Vu les autres pièces du dossier.

Vu le code de justice administrative.

La présidente du tribunal a désigné M. Maitre, premier conseiller, en application de l'article R. 222-1 du code de justice administrative pour statuer selon la procédure prévue par cet article.

Considérant ce qui suit :

1. Aux termes de l'article R. 222-1 du code de justice administrative : " () les magistrats ayant une ancienneté minimale de deux ans ou ayant atteint au moins le grade de premier conseiller désignés à cet effet par le président de leur juridiction peuvent, par ordonnance : / () 7° Rejeter, après l'expiration du délai de recours ou, lorsqu'un mémoire complémentaire a été annoncé, après la production de ce mémoire, les requêtes ne comportant que des moyens de légalité externe manifestement infondés, des moyens irrecevables, des moyens inopérants ou des moyens qui ne sont assortis que de faits manifestement insusceptibles de venir à leur soutien ou ne sont manifestement pas assortis des précisions permettant d'en apprécier le bien-fondé. "
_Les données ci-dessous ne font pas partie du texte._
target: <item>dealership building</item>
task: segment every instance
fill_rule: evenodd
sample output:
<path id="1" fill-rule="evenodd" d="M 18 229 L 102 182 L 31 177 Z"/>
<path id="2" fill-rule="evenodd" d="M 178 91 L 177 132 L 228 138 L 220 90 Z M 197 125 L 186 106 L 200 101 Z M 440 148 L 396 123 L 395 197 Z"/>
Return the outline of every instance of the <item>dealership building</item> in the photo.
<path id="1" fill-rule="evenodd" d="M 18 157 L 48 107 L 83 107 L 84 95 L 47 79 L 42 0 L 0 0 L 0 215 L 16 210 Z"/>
2. Aux termes de l'article L. 434-7 du code de l'entrée et du séjour des étrangers et du droit d'asile : " L'étranger qui en fait la demande est autorisé à être rejoint au titre du regroupement familial s'il remplit les conditions suivantes : / 1° Il justifie de ressources stables et suffisantes pour subvenir aux besoins de sa famille ; / 2° Il dispose ou disposera à la date d'arrivée de sa famille en France d'un logement considéré comme normal pour une famille comparable vivant dans la même région géographique ; / 3° Il se conforme aux principes essentiels qui, conformément aux lois de la République, régissent la vie familiale en France, pays d'accueil ". Aux termes de l'article R. 431-5 du même code : " Pour l'application du 2° de l'article L. 434-7, est considéré comme normal un logement qui : / 1° Présente une superficie habitable totale au moins égale à : / a) en zones A bis et A : 22 m² pour un ménage sans enfant ou deux personnes, augmentée de 10 m² par personne jusqu'à huit personnes et de 5 m² par personne supplémentaire au-delà de huit personnes ; () ".

3. Il ressort des pièces du dossier que, pour rejeter la demande de regroupement familial présentée par M. A pour sa conjointe et ses trois enfants, le préfet des Yvelines s'est fondé sur la circonstance que l'intéressé disposait d'un logement d'une superficie de 49 m², non conforme à la surface minimale de 52 m² requise par les dispositions réglementaires citées au point 2. En se bornant à soutenir que sa demande d'un logement plus grand a été rejetée au motif qu'il vit seul en France, M. A soulève un moyen inopérant pour contester la légalité de la décision dont il entend solliciter l'annulation.

4. A supposer que le requérant ait entendu également soutenir que la décision attaquée porterait une atteinte excessive à son droit au respect de sa vie privée et familiale, garanti par les stipulations de l'article 8 de la convention européenne de sauvegarde des droits de l'homme et des libertés fondamentales, en se bornant à faire valoir qu'il a besoin de sa famille à ses côtés et qu'il ne dispose que de cinq semaines de congés payés par an pour leur rendre visite, M. A n'assorti ce moyen que de faits manifestement insusceptibles de venir à son soutien.

5. Par suite, la requête de M. A ne peut être que rejetée sur le fondement des dispositions de l'article R. 222-1 du code de justice administrative.

O R D O N N E :

Article 1er : La requête de M. A est rejetée.

Article 2 : La présente ordonnance sera notifiée à M. B A et au préfet des Yvelines.

Fait à Versailles, le 28 mai 2025.

Le magistrat désigné,

signé

B. Maitre

La République mande et ordonne au préfet des Yvelines en ce qui le concerne ou à tous commissaires de justice à ce requis en ce qui concerne les voies de droit commun contre les parties privées de pourvoir à l'exécution de la présente décision.